Data privacy - jonathanbrecher/sharedclustering GitHub Wiki

The Shared Clustering application runs on your computer, using your username and password to request information from the Ancestry web site. Your username and password go to Ancestry. Information about your DNA matches comes back to you, and your cluster diagram is generated on your computer. None of your information goes anywhere else.

Ancestry password

Your Ancestry password is a private matter between you and Ancestry. The Shared Clustering application doesn't do anything with your password except send it to Ancestry. Your password isn't even saved on your own computer -- you need to type it in each time you use Shared Clustering.

There are many reasons that you should not share your password. Those are good reasons for any site. If you do ever need to share access to your DNA results, Ancestry has a special way to share access without sharing your password. That is a good approach, when you want to share your results with someone else. When you are using the Shared Clustering application, you can use your own password to access your own data, with confidence that nobody will see that password besides you and Ancestry.

Shared match data

There is no private information in the shared match data used to create your cluster diagram. Everything in the cluster diagram is visible to you when looking at your matches on the Ancestry website directly. Some of the information shown in the cluster diagram is information that you entered yourself, including your notes and any "colored dot" assignments. The rest of the information in the cluster diagram simply repeats the matches shown on the Ancestry site, with their order rearranged a bit.

All of the "magic" of clustering comes from rearranging the order of your matches so that similar matches are near to each other. The default ordering of matches on the Ancestry website is simply in decreasing order of shared centimorgans. There is no private information about a descending order. The new ordering shown in the cluster diagram didn't exist before the cluster diagram was created, so it is not private either.

Names of matches

Some people feel that the names of matches constitute private information. That is not the normal definition. Although Ancestry has not provided an official statement on this matter, they apparently do not themselves feel that names of matches are private information, otherwise they wouldn't have shared those names with you in the first place.

There is also the important point that the names of matches shown by Ancestry are not necessarily names of real people. Anyone who tests on Ancestry can choose to display any name that they want, or any initials, or any made-up phrase, or they can display a name that is totally blank.

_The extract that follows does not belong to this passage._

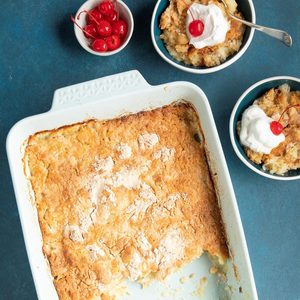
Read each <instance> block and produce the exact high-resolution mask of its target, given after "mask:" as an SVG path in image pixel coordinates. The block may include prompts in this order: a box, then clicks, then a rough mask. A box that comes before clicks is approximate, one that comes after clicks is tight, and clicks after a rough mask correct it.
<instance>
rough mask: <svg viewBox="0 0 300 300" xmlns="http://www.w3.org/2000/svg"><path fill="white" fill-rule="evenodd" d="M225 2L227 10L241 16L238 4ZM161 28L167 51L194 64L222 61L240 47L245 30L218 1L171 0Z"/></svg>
mask: <svg viewBox="0 0 300 300" xmlns="http://www.w3.org/2000/svg"><path fill="white" fill-rule="evenodd" d="M226 2H227V5H228V9H229V10H230V12H231V13H232V14H234V15H236V16H237V17H239V18H242V15H241V13H240V12H238V10H237V3H236V2H235V1H234V0H227V1H226ZM191 25H192V26H191ZM193 25H194V26H193ZM160 28H161V30H162V34H161V38H162V40H163V41H164V43H165V45H166V48H167V50H168V51H169V53H170V54H171V55H172V56H173V57H174V58H175V59H176V60H178V61H182V62H184V63H186V64H188V65H193V66H195V67H198V66H205V67H213V66H217V65H219V64H221V63H222V62H224V61H225V60H226V59H227V58H228V57H229V56H230V55H232V54H234V53H236V52H237V51H238V50H239V49H240V47H241V45H242V40H243V34H244V31H245V26H244V25H243V24H241V23H240V22H237V21H235V20H233V19H230V18H229V17H228V16H227V15H226V11H225V8H224V5H223V4H222V3H220V2H219V1H217V0H170V4H169V6H168V7H167V9H166V10H165V11H164V12H163V14H162V16H161V19H160Z"/></svg>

The names shown by Ancestry are names that each person has already chosen that they want to share.

Ancestry also provides a way for at test taker to keep their results completely private. Those testers do no participate in DNA matching. They do not appear in your match list or among your shared matches when you view your test results on the Ancestry website. Those matches are not available to Shared Clustering. They will not appear in any cluster diagrams produced by Shared Clustering, under any name or in any form at all.

Despite all of that, some people are still not comfortable sharing cluster diagrams that contain any information about their matches at all. For that reason, the Shared Clustering application allows you to create fully anonymized cluster diagrams remove or obfuscate any information that might be used to identify your matches even in theory. That includes not only the names of the matches, but also the links to the Ancestry website, any common ancestors, and all user-entered information such as the notes and "colored dot" labels. An anonymized cluster diagram still preserves the overall "shape" of the clusters (the red squares) and the shared centimorgans and shared segments. None of that information can be used to identify any match or the test taker, even in theory.

Open Source

Since the Shared Clustering is Open Source, that means that there is no private information even in the application itself. Anyone who cares to look at the source code for Shared Clustering can confirm for themselves that nothing secret or surprising is happening to your data, your name, your password, or anything else anywhere in the clustering process.